De rechtbank overweegt als volgt.
De rechtbank is bevoegd om het verzoek in behandeling te nemen, nu de zaak in feitelijke aanleg bij de rechtbank is vervolgd, zou worden vervolgd of laatstelijk werd vervolgd.
In raadkamer heeft de advocaat te kennen gegeven dat hij de verzoekschriften wenst in te trekken. Gelet daarop kan een inhoudelijke beoordeling van de verzoekschriften bij gebrek aan belang van verzoekster achterwege blijven. De rechtbank zal verzoekster niet-ontvankelijk verklaren in zijn verzoekschriften.

3.De beslissing

De rechtbank:
- verklaart verzoekster niet-ontvankelijk in zijn verzoekschriften.
Deze beslissing is op 26 april 2023 gegeven door mr. A. Hello, rechter, in tegenwoordigheid van mr.
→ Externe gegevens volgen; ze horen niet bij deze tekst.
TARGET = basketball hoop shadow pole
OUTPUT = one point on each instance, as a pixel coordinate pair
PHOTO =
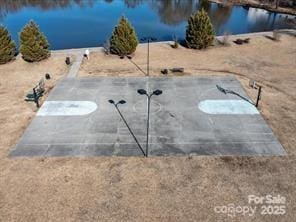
(131, 132)
(144, 92)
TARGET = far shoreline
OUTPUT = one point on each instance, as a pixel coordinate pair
(251, 4)
(243, 35)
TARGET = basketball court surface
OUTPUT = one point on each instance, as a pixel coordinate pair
(191, 116)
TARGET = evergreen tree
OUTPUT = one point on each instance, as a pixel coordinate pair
(7, 46)
(33, 44)
(199, 32)
(124, 40)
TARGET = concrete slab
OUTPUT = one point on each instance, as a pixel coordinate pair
(178, 126)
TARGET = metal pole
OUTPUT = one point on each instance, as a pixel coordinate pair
(148, 58)
(130, 130)
(258, 96)
(148, 119)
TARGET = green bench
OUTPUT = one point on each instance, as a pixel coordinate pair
(36, 93)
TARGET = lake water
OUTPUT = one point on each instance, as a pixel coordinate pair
(89, 23)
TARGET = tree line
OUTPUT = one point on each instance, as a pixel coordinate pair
(34, 45)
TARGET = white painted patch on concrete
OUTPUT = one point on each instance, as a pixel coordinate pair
(238, 107)
(67, 108)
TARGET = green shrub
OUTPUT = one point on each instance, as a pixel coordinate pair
(33, 44)
(7, 46)
(124, 40)
(199, 32)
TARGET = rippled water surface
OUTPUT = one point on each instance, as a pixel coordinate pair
(87, 23)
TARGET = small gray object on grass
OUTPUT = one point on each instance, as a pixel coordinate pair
(177, 70)
(164, 71)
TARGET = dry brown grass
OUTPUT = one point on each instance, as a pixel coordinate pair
(153, 189)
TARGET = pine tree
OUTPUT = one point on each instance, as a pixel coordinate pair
(199, 32)
(33, 44)
(7, 46)
(124, 40)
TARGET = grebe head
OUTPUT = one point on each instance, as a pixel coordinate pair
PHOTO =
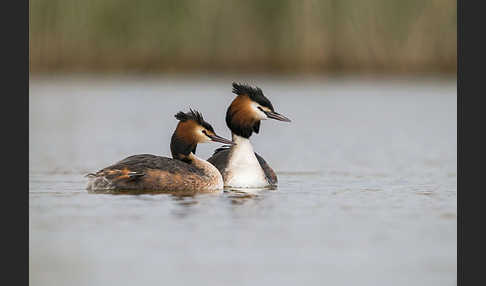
(248, 109)
(191, 130)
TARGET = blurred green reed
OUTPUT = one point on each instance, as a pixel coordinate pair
(251, 36)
M. van Grinsven, griffier, en is uitgesproken ter openbare terechtzitting van 26 april 2023.
INFORMATIE RECHTSMIDDEL
Tegen de beslissing ex artikel 533 en ex 530 Sv kan door het Openbaar Ministerie binnen veertien dagen na de dagtekening van deze beslissing en door verzoeker binnen een maand na de betekening van deze beslissing hoger beroep worden ingesteld bij het Gerechtshof te ‘s-Hertogenbosch (artikel 535 lid 1 Sv).